VCF: Originally, the Buddha taught moral standards and cause and effect to his five disciples and later sangha with the Three Dharma Seals, Four Noble Truths, Six Reverent Points of Harmony, Noble Eightfold Path, and Twelve Nidanas. The Buddha’s principle of “teaching without differentiating social classes” and “the world is of great harmony” stands for the pursuits of peace, compassion, and wisdom. 

Therefore, on 3 December 1997, the second year after I moved to the United States, I registered the American Buddhist Education Association, Inc. with the federal government. To make it more accessible, we promote the Dharma through the affiliated Fuhui Temple (福慧寺). For instance, we regularly visit nursing homes every week, guiding seniors to recite the names of the Buddhas and providing hospice care. 

As the organization became consolidated, we established the Buddhist Education Academy (美國佛教教育學院) on 31 December 2016, with two colleges respectively for bhikshu and bhikshuni. Each academic year is comprised of two semesters, one summer retreat, and a winter retreat. The curriculum focuses on the Three Great Classics of the Nanshan Vinaya School and the English language. 

The mission of the academy is to carry on the Buddha’s compassion for all sentient beings, promote traditional Buddhist culture, improve the quality of monastics, foster international leaders within the Buddhist sangha, and advance world peace. So far, the conditions are only complete for the college for bhikshuni, so we have started its operations. The Buddha elucidated on the differences between male and female, and noted that females are more sensitive. Therefore, the reinforcement and regulation of Vinaya education for bhikshuni is conducive to the stability of the bhikshuni community. Nevertheless, we should have no notion of male, female, being, or lifespan, as the pure Buddha-nature is the same. There has been one sangha only. The separation of places of learning and practice for bhikshu and bhikshuni is intended to safeguard the peace and purity of the Dharma. It is also an essential precept in Buddhism.

Ven. Chaofan with students at the Buddhist Education Academy. Image courtesy of Ven. ChaofanVen. Chaofan with students at the Buddhist Education Academy. Image courtesy of Ven. Chaofan

BDG: You are well-versed in the Buddhist classics and you have traveled to many parts of the world. Looking back on your diverse experiences, who or what has motivated you the most, particularly in your career of promoting the Dharma in the US? 

VCF: Shakyamuni Buddha gave up his country and kingship. In order to seek peace, compassion, and wisdom he went into the mountains to practice asceticism. This has been a reminder of what kind of thoughts should arise from my mind—I should not indulge myself or follow the crowd blindly.

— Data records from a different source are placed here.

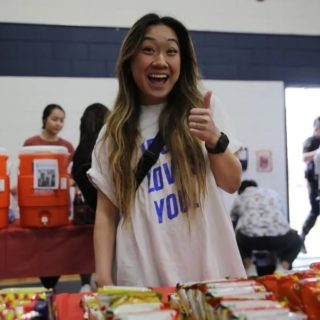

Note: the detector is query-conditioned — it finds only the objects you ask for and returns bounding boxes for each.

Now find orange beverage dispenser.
[0,147,10,228]
[18,146,70,228]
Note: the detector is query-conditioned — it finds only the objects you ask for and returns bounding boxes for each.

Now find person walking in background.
[88,14,245,287]
[23,104,74,289]
[71,103,110,292]
[301,117,320,253]
[231,180,301,277]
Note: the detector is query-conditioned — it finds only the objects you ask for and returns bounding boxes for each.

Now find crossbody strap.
[136,132,164,189]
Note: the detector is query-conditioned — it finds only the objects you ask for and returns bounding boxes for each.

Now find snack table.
[53,287,175,320]
[0,221,95,279]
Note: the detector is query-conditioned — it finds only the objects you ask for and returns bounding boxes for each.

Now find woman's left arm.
[189,91,242,193]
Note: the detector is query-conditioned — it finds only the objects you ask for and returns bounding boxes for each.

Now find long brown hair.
[104,13,206,220]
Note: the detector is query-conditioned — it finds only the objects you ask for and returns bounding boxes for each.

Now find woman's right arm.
[93,190,118,286]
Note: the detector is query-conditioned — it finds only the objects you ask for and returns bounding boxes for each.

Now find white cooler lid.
[19,146,68,154]
[0,147,9,156]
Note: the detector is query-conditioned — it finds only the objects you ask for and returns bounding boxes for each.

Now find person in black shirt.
[301,117,320,253]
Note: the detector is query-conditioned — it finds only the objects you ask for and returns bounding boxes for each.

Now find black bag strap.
[136,131,164,190]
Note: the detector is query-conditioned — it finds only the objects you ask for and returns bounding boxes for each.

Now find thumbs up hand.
[188,91,220,148]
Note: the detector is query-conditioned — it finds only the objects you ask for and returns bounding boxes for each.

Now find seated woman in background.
[72,103,110,292]
[231,180,301,277]
[23,104,74,289]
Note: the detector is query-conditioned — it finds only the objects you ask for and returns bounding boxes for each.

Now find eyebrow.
[143,36,179,45]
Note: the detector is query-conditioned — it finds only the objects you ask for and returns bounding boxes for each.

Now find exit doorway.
[285,88,320,259]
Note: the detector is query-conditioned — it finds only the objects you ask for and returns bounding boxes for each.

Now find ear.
[203,91,212,109]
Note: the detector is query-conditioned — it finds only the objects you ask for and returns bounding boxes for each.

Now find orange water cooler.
[18,146,70,228]
[0,147,10,228]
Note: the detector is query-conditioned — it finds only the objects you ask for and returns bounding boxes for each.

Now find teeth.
[150,74,168,79]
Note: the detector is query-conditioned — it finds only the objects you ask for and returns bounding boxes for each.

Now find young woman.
[23,104,74,289]
[89,14,245,286]
[23,104,74,159]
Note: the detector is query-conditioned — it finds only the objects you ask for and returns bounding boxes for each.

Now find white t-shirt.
[88,95,246,287]
[231,187,290,237]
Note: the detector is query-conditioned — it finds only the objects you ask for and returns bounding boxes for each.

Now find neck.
[40,130,59,141]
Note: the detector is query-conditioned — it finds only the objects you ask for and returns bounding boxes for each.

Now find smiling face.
[131,25,181,105]
[44,108,65,135]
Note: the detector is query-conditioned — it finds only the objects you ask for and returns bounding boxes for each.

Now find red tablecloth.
[0,222,95,279]
[53,287,175,320]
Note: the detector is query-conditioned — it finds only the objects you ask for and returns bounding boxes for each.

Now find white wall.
[0,77,287,214]
[0,0,320,35]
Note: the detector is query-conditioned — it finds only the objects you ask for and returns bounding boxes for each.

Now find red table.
[53,287,175,320]
[0,222,95,279]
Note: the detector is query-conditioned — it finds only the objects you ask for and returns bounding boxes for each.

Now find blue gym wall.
[0,23,320,86]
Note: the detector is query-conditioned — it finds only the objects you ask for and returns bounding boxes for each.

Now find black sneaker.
[300,235,307,253]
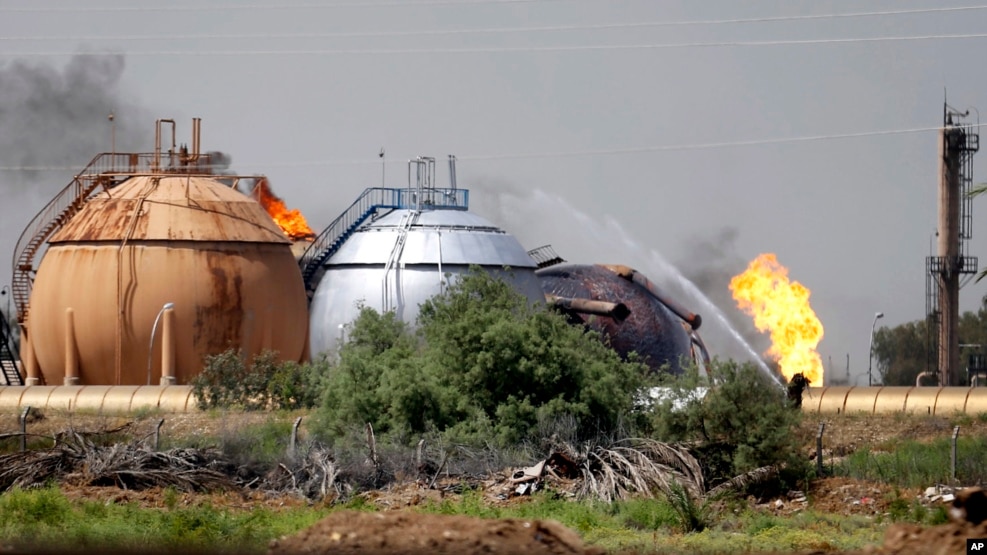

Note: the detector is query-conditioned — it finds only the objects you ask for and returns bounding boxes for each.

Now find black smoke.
[0,54,154,285]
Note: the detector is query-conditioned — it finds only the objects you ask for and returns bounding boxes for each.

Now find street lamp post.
[147,303,175,385]
[867,312,884,386]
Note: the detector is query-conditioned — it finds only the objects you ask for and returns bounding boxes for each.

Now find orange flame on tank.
[730,254,823,386]
[251,178,315,241]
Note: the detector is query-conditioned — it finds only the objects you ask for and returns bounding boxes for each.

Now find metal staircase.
[10,153,150,323]
[0,317,24,385]
[298,187,469,299]
[381,210,422,312]
[298,187,407,298]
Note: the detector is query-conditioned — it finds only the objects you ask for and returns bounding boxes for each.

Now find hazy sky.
[0,0,987,383]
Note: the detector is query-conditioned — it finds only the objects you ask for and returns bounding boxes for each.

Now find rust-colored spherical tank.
[26,174,308,385]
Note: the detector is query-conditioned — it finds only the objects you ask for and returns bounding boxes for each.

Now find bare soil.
[0,413,987,555]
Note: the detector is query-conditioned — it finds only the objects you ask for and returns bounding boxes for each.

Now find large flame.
[251,178,315,241]
[730,254,823,386]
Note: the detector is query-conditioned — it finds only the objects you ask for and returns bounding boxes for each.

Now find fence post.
[154,418,164,451]
[288,416,302,459]
[21,407,31,453]
[949,426,960,486]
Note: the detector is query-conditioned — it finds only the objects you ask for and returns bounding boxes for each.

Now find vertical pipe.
[949,426,960,484]
[260,305,274,352]
[288,416,302,459]
[62,307,79,385]
[936,126,965,385]
[154,418,164,451]
[21,323,41,385]
[161,308,176,385]
[192,118,202,160]
[20,407,31,453]
[151,120,161,173]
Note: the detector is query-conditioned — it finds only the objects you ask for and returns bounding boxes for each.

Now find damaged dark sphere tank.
[536,263,705,374]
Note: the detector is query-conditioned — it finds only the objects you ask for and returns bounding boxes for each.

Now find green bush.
[653,360,809,487]
[192,349,327,410]
[319,269,647,446]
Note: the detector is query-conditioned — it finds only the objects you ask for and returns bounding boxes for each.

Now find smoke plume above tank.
[0,54,152,324]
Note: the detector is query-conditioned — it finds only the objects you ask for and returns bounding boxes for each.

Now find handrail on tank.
[298,186,469,295]
[11,146,238,323]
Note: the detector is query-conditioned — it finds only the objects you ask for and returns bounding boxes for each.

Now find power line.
[0,0,568,13]
[0,123,987,172]
[0,5,987,41]
[0,33,987,58]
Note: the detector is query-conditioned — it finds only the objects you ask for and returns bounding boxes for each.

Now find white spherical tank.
[309,206,545,356]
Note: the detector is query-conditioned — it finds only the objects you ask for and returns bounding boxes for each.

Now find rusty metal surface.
[49,175,290,245]
[802,386,987,417]
[46,385,86,410]
[545,295,631,322]
[535,264,692,374]
[0,385,198,414]
[27,241,308,385]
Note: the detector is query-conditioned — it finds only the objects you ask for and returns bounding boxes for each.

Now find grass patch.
[0,487,328,553]
[420,493,884,555]
[833,437,987,488]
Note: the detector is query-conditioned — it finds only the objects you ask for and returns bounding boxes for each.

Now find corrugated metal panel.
[819,386,853,413]
[874,386,915,413]
[934,387,970,416]
[50,176,290,244]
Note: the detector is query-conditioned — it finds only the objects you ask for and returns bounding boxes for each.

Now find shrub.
[653,360,809,486]
[192,349,327,410]
[320,269,646,452]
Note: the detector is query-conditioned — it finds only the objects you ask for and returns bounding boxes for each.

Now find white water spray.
[520,189,785,388]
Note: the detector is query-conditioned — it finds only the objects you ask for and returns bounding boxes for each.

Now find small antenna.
[377,147,387,187]
[107,112,117,154]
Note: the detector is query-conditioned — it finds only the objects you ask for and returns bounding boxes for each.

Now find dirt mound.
[862,522,987,555]
[268,511,604,555]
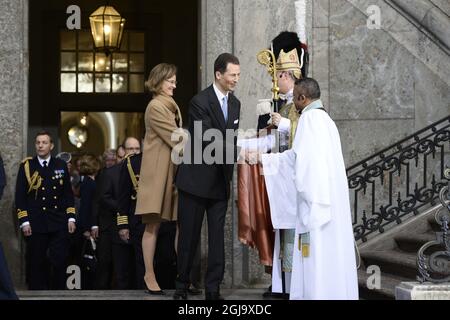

From monastics in the ancient text Biographies of Eminent Monks to biographies of modern masters, they all focus on masters who abandoned fame and profit in the worldly realm. These masters regarded the precepts and suffering as their teachers and followed the footsteps of the Buddha toward the door of Nirvana. Every one of them are my Dharma friends (kalyāamitta) whom I emulate. For instance, 1,600 years ago Master Faxian traveled through the desert on foot at the age of 60, searching for Vinaya scriptures, and translated those texts at the age of 80. If this spirit is carried forward, there is no dream that cannot be realized.

Some lay Buddhists in the US are not that wealthy, but they spare no effort in supporting the Three Jewels, and in such a generous manner. When laymen and women respectfully offer their savings on their knees, my heart of repentance, transcendence, and compassion is strengthened, and my bodhi vows of repaying the four graces (from the Three Jewels, parents, motherland, and all sentient beings) and relieving three kinds of suffering (from external circumstances, impermanence, and consequences of action) are reinforced. 

Patriarchs of all generations spread the Buddhadharma where it had not been heard before. I aspire to follow in their footsteps, despite all the difficulties. I vow to emulate the virtuous ones of the ancient times and establish monastic systems in lands where Buddhism is foreign, and guide those who suffer and truly benefit them with the Buddhadharma. 

In the end, I wish you all fulfilment of Dharma joy and auspiciousness of six periods!